A couple of quotes from today's New York Times:
"The position of the executive branch," said Eric M. Freedman, a law professor at Hofstra University who has consulted with lawyers for several detainees, "is that it can be judge, jury and executioner."
"Much thought goes into how and why various tools are used in these often complicated cases," Tasia Scolinos, a Justice Department spokeswoman, said on Friday. "The important thing is for someone not to come away thinking this whole process is arbitrary, which it is not."
I'm not concerned about whether or not those decisions are arbitrary -- it's the fact that the executive branch believes that it can make those decisions in secret and with no oversight that shreds democracy and moves us into a dictatorship. In popular parlance we think of a dictator as one who is imposed and not subject to removal by the democratic process. But in the classical sense, the dictator is simply the ruler whose decisions are subject to no oversight and no challenge.
Cheney's opposition to the McCain amendment is not principally about whether or not the president has the right to order torture in extraordinary cases. The fundamental issue is whether or not the president is to be subject to the rule of law. The people who run our government very explicitly believe that he should not be. Their arguments are always couched in the language of not constraining the president's ability to prosecute the war in whatever way he sees fit. There's no subterfuge or duplicity involved in this dismantling of the republic.

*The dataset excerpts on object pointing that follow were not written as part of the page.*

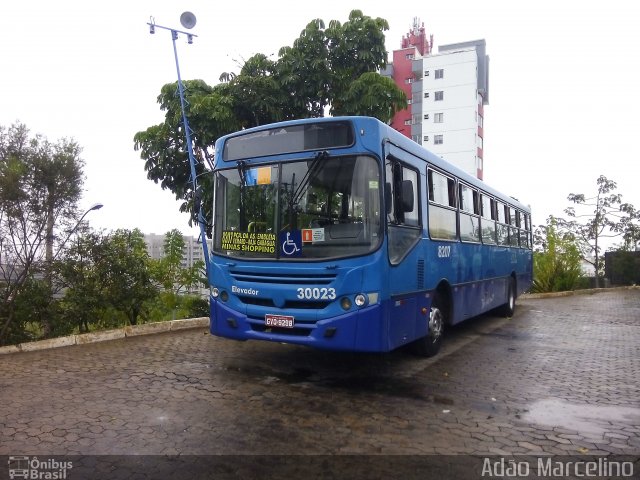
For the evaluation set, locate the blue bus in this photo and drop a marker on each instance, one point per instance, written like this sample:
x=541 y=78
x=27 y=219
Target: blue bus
x=343 y=234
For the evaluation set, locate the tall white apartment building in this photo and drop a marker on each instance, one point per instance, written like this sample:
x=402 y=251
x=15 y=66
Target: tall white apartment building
x=191 y=252
x=449 y=90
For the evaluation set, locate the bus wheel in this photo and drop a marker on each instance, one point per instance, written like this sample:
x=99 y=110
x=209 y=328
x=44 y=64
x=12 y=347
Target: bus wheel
x=430 y=345
x=509 y=308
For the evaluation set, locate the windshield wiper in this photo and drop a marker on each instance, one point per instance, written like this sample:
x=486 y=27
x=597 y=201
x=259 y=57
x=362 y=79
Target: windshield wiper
x=311 y=173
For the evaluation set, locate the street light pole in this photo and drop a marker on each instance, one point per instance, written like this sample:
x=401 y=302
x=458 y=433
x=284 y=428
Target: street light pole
x=188 y=21
x=96 y=206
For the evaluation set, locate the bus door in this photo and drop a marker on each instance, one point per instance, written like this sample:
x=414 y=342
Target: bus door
x=406 y=260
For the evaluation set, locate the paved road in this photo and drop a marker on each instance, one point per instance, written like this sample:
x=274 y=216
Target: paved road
x=561 y=377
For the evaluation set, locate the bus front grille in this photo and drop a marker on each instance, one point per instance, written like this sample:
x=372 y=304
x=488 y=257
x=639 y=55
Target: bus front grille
x=299 y=304
x=288 y=279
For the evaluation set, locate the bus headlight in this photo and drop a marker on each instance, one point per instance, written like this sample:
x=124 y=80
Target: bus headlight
x=345 y=303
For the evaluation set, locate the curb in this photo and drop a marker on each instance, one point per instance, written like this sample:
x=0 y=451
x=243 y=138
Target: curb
x=586 y=291
x=106 y=335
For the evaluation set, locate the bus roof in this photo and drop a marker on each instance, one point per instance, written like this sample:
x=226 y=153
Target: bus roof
x=391 y=136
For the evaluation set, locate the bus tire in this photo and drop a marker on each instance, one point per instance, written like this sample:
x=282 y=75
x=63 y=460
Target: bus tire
x=510 y=307
x=429 y=345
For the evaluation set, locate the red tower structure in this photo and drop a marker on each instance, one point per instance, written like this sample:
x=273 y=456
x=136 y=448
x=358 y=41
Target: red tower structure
x=413 y=44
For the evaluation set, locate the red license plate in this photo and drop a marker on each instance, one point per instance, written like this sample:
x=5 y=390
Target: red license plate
x=281 y=321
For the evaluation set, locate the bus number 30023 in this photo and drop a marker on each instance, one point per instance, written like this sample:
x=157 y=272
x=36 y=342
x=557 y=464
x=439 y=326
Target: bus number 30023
x=317 y=293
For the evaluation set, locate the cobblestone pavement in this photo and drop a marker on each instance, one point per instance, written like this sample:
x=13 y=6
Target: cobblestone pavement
x=561 y=377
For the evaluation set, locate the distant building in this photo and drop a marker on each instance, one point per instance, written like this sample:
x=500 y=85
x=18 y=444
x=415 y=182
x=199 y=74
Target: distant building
x=447 y=93
x=191 y=253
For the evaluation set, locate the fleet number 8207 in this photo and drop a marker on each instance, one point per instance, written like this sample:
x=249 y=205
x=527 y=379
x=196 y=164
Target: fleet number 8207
x=317 y=293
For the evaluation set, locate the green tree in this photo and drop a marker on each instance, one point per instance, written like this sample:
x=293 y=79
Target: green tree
x=85 y=297
x=600 y=216
x=169 y=272
x=40 y=186
x=556 y=259
x=330 y=69
x=124 y=270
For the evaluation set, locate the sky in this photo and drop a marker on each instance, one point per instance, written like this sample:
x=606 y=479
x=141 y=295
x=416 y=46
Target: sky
x=564 y=97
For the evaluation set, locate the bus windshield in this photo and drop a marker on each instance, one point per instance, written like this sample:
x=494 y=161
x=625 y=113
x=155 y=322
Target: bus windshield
x=326 y=207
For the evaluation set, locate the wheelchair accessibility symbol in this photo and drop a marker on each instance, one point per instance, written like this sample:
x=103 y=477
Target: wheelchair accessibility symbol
x=291 y=243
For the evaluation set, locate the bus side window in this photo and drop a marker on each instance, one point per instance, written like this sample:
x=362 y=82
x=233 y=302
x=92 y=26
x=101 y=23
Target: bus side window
x=403 y=209
x=442 y=201
x=502 y=227
x=488 y=219
x=469 y=217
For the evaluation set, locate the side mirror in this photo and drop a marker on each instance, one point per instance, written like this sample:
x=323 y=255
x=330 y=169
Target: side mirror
x=407 y=196
x=387 y=197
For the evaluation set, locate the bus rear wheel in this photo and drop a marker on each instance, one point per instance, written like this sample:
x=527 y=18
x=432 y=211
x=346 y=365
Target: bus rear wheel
x=430 y=345
x=509 y=308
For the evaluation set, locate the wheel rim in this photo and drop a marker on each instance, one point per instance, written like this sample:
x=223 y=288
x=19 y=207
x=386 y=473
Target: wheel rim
x=435 y=324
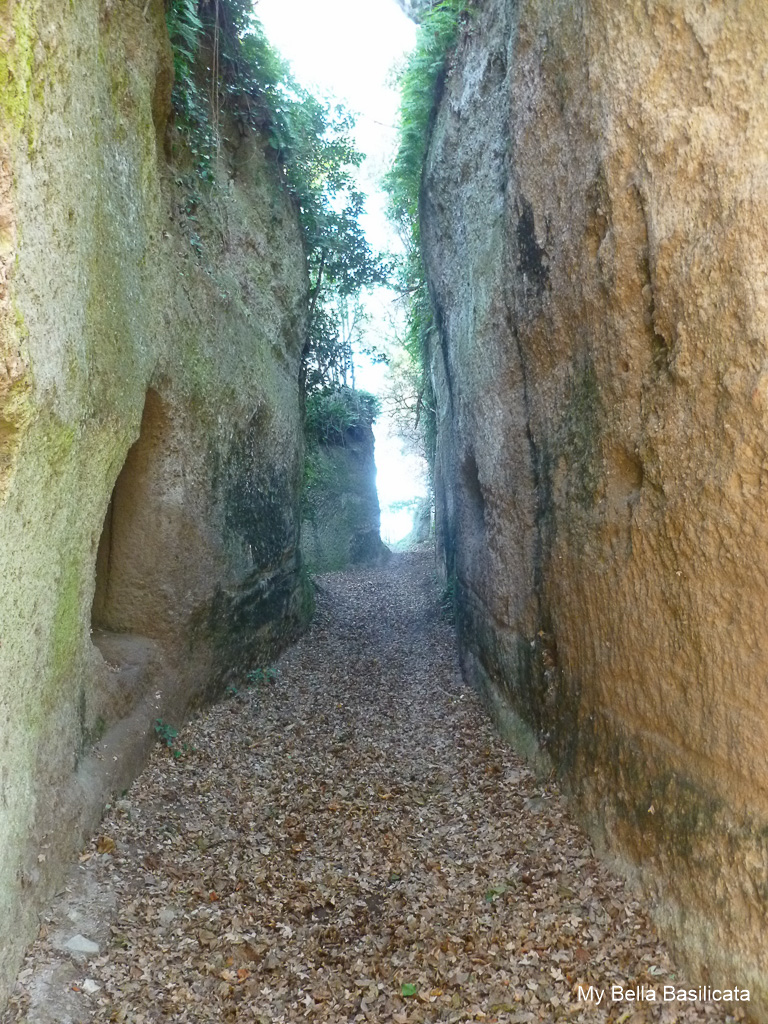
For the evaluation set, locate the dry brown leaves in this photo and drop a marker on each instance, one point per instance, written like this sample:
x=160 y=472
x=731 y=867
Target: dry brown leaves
x=352 y=842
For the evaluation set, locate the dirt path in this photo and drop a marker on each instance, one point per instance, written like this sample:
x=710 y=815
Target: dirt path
x=347 y=842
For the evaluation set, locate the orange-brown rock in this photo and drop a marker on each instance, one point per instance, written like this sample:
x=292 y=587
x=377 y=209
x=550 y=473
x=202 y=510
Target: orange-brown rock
x=595 y=226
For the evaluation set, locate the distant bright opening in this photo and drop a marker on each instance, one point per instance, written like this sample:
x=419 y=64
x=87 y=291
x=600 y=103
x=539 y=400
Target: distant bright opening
x=347 y=49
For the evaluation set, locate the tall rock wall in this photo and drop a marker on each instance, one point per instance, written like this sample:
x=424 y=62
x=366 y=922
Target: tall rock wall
x=595 y=226
x=150 y=423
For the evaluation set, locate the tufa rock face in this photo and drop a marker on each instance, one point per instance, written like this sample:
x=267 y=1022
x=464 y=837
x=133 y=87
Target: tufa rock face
x=595 y=225
x=342 y=519
x=151 y=333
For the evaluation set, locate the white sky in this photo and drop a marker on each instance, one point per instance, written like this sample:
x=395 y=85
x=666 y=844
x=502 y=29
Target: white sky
x=345 y=50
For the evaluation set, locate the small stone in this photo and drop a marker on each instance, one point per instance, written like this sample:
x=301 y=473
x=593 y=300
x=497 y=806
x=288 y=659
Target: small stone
x=79 y=944
x=167 y=915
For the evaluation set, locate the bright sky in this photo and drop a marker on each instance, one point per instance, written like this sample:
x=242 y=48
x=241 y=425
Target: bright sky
x=346 y=49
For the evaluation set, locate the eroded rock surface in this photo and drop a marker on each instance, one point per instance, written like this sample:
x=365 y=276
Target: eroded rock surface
x=595 y=228
x=342 y=518
x=151 y=331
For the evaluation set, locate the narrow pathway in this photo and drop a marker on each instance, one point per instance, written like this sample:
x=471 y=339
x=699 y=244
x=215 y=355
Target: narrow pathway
x=346 y=842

But the proper response to that objection should be, "Exactly. The President should not have the authority to do whatever he feels is necessary. The whole complicated process by which we hold the delicate American experiment together is predicated on the notion that no one branch of government, and certainly no one person should have the ability to determine an individual's fate. In giving that up, we are betraying everything that we're sending those young men and women to Iraq to die for."
This is the tragedy of George W. Bush's patriotism. Relentlessly determined to send more and more of our finest and most idealistic off to die in the name of an ideal that he is steadily destroying. And I really don't think he knows what he's doing.